After accidentally landing in a series of fantasy jumps pulled from Bobby's mind, Aja is able to get them into Zetlin's jump. At the edge of a dreary city, Bobby and Loor find Zetlin residing in a giant rotating structure called the "Barbican". The travellers navigate multiple levels of the tower, including a dense jungle, and underwater racecourse, and a snow-covered landscape before finding Zetlin and convincing him to give up the origin code. However, after Aja enters the origin code back in the pyramid, and the Reality Bug takes the physical form of a black shape-shifting amoeba that chases Bobby, Loor, and Zetlin throughout the tower. Saint Dane had altered the code of Aja's virus again, causing it to fuel itself and grow with the fears of every jumper on Veelox. Eventually, the bug grows too large and powerful, and begins breaking through the fantasy to escape into reality. After escaping the jump, the Reality Bug begins breaking through to the real world, but Zetlin is convinced to shut down the Lifelight program just in time, which starves the virus and eradicates it.

In the days following their success, Loor returns to Zadaa, and Aja and Dr. Zetlin assist with an inquiry into the events leading to Lifelight's shutdown. At a public ceremony to announce the inquiry's findings, Dr. Zetlin thanks Aja publicly for helping save the lives of jumpers all over Veelox and announces his intent to keep Lifelight shut down until he and the directors can determine how Lifelight can fit with reality. However, Dr. Sever, the program's prime director, announces afterward that those discussions will occur with Lifelight in full operation. Everyone on Veelox rushes back into their fantasies, leaving nearly nobody to keep the real world functioning. Dr. Sever reveals herself to Bobby as Saint Dane, who revels in his first victory.

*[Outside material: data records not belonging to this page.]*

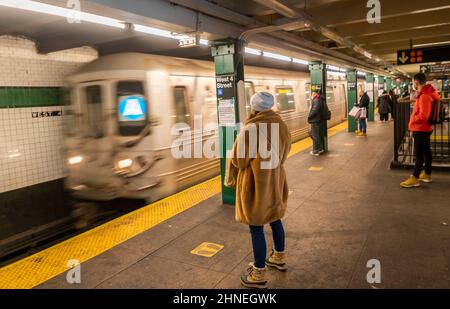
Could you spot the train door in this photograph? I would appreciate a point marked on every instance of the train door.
(96, 130)
(183, 119)
(249, 92)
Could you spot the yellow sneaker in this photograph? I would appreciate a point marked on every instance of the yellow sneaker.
(255, 278)
(411, 182)
(277, 260)
(424, 177)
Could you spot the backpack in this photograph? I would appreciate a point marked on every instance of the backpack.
(437, 113)
(326, 112)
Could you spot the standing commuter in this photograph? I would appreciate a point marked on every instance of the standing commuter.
(363, 103)
(384, 106)
(421, 129)
(262, 192)
(393, 103)
(316, 119)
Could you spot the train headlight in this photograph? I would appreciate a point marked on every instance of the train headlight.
(75, 160)
(124, 164)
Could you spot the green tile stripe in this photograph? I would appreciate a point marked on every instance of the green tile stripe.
(16, 97)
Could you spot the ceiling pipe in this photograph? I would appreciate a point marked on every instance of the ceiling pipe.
(286, 9)
(292, 42)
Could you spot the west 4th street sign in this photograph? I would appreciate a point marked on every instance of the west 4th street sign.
(423, 55)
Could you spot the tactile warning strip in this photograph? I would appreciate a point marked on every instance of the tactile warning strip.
(42, 266)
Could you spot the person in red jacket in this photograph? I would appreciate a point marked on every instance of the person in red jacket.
(421, 129)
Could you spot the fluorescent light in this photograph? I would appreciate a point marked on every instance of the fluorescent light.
(300, 61)
(368, 55)
(253, 51)
(277, 56)
(159, 32)
(431, 44)
(62, 12)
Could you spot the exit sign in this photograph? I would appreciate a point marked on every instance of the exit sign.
(423, 55)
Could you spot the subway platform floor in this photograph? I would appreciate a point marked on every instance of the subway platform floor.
(344, 209)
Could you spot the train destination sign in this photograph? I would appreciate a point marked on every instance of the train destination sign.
(423, 55)
(435, 69)
(226, 96)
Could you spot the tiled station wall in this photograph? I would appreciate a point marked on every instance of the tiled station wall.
(32, 104)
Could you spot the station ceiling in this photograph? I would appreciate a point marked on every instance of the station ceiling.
(337, 29)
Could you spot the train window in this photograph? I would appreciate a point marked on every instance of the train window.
(182, 113)
(330, 95)
(285, 98)
(94, 112)
(249, 92)
(132, 108)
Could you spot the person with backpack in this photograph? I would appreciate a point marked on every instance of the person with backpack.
(363, 103)
(424, 115)
(317, 115)
(384, 106)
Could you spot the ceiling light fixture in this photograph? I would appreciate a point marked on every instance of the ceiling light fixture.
(44, 8)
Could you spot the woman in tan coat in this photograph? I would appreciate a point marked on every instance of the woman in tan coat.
(259, 153)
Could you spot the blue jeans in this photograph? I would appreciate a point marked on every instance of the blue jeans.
(363, 125)
(259, 242)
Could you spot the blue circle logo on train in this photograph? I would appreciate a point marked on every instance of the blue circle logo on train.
(132, 108)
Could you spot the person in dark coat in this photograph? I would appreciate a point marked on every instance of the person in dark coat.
(363, 103)
(316, 119)
(384, 106)
(394, 101)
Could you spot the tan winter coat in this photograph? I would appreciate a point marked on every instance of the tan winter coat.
(261, 194)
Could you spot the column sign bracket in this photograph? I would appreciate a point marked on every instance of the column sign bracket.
(423, 55)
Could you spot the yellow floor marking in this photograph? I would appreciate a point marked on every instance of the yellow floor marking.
(207, 249)
(44, 265)
(315, 169)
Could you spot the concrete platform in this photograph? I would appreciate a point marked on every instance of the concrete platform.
(339, 218)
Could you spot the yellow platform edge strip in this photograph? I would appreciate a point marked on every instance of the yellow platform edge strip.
(45, 265)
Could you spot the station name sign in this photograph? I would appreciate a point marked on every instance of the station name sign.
(423, 55)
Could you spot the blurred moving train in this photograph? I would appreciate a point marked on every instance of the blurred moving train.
(124, 107)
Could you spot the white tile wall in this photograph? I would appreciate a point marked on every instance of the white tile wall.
(31, 151)
(21, 65)
(31, 148)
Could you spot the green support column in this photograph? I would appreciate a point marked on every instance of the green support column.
(352, 97)
(388, 84)
(318, 72)
(370, 84)
(229, 64)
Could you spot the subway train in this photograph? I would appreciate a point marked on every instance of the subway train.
(120, 125)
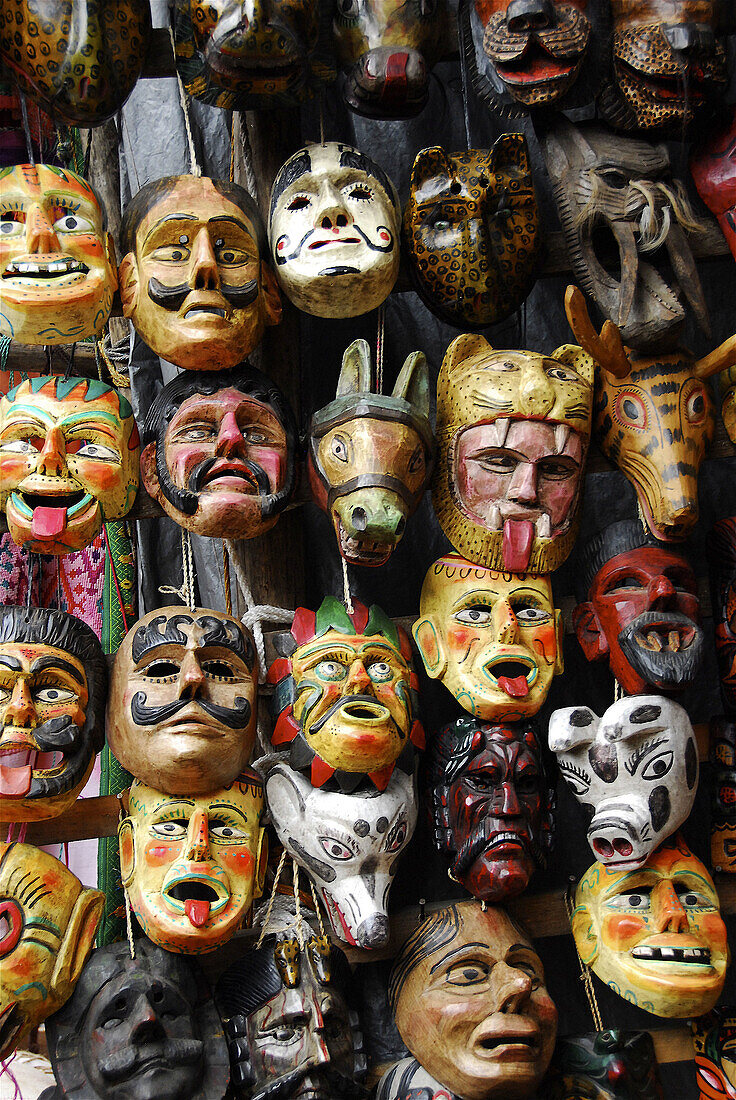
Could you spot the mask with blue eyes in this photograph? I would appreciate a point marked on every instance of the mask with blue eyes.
(494, 639)
(655, 935)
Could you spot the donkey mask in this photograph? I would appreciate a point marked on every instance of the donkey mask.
(371, 455)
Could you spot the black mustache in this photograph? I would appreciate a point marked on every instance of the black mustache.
(235, 718)
(172, 297)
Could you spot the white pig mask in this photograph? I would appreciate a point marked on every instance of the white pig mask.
(636, 768)
(348, 844)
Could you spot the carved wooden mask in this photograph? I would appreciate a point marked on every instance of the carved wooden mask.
(57, 261)
(53, 686)
(492, 805)
(640, 932)
(183, 700)
(471, 228)
(69, 461)
(371, 455)
(47, 926)
(626, 222)
(513, 429)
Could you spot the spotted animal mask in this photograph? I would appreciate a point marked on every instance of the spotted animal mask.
(194, 866)
(371, 455)
(57, 262)
(635, 768)
(513, 429)
(626, 222)
(668, 64)
(494, 639)
(77, 58)
(655, 935)
(492, 805)
(348, 844)
(345, 696)
(53, 682)
(334, 231)
(69, 461)
(47, 926)
(471, 228)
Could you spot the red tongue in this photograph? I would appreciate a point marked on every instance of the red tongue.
(516, 686)
(197, 911)
(47, 524)
(518, 536)
(14, 782)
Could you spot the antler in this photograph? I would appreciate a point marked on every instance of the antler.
(606, 349)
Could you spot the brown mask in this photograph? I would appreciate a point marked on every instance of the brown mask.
(472, 231)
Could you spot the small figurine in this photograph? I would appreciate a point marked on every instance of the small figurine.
(371, 455)
(68, 461)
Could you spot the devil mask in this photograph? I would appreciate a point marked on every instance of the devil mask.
(345, 695)
(668, 65)
(334, 231)
(68, 461)
(193, 866)
(513, 429)
(492, 805)
(471, 228)
(290, 1029)
(57, 264)
(195, 277)
(655, 935)
(635, 770)
(139, 1029)
(348, 844)
(371, 455)
(494, 639)
(641, 613)
(626, 222)
(219, 452)
(182, 707)
(468, 992)
(53, 683)
(47, 925)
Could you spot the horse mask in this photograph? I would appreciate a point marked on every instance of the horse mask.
(371, 455)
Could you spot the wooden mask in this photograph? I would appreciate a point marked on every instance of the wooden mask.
(193, 866)
(195, 277)
(386, 50)
(492, 805)
(139, 1027)
(621, 210)
(713, 167)
(289, 1023)
(183, 700)
(494, 639)
(668, 65)
(348, 844)
(47, 926)
(345, 696)
(69, 461)
(655, 935)
(371, 455)
(219, 452)
(513, 429)
(77, 58)
(639, 609)
(714, 1037)
(654, 418)
(274, 54)
(464, 979)
(53, 684)
(333, 227)
(471, 229)
(635, 770)
(57, 261)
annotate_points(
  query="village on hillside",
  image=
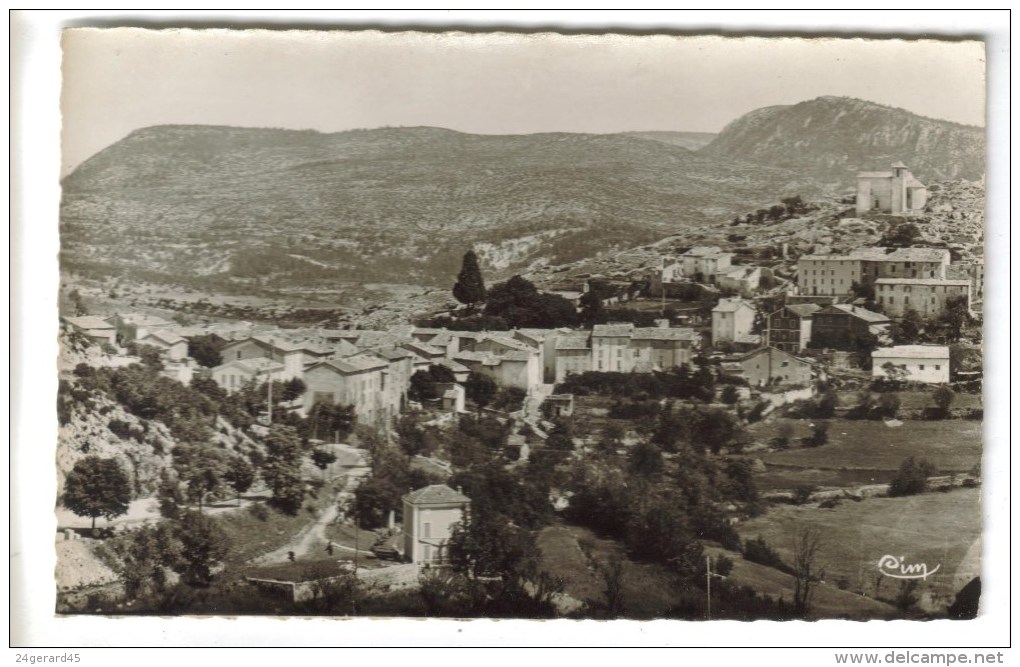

In between Bobby's journals on Second Earth, Mark Dimond and Courtney Chetwynde navigate the challenges of becoming acolytes. Mark follows a glow on his acolyte ring to discover a new flume in the basement of an abandoned property in their neighbourhood, and Courtney is suspended from the junior varsity soccer team after a scrimmage incident against the varsity squad. At the end of the story, Mark accidentally triggers the new flume and summons Saint Dane, who gloats in his victory and leaves a small sack as a 'gift' for Bobby. Just as Saint Dane leaves, Bobby arrives, and they find Gunny's severed hand inside the sack. Bobby chastises Mark and Courtney, telling them "things have changed" since the loss on Veelox and not to activate the flume again, before disappearing to return to Eelong.

==Characters==
- Robert "Bobby" Pendragon - The traveler from Second Earth and the "Lead Traveler", according to several other travelers. He is trying to unravel Saint Dane's plan on Veelox.
- Saint Dane - a traveler and shape-shifting demon attempting to push critical events on the territories of space and time toward chaos. He is revealed to have tampered with Lifelight and the "Reality Bug" virus intended to disrupt it.
- Aja Killian - the traveler from Veelox, and a senior phader in the city of Rubic City.
- Loor - the traveler from Zadaa.
- Dr. Zetlin - the inventor of Lifelight.
- Mark Dimond - Bobby's best friend on Second Earth, who is seeking to become an acolyte to help Bobby in his journey.
- Courtney Chetwynde - Bobby's friend from Second Earth, who joins Mark in becoming an acolyte.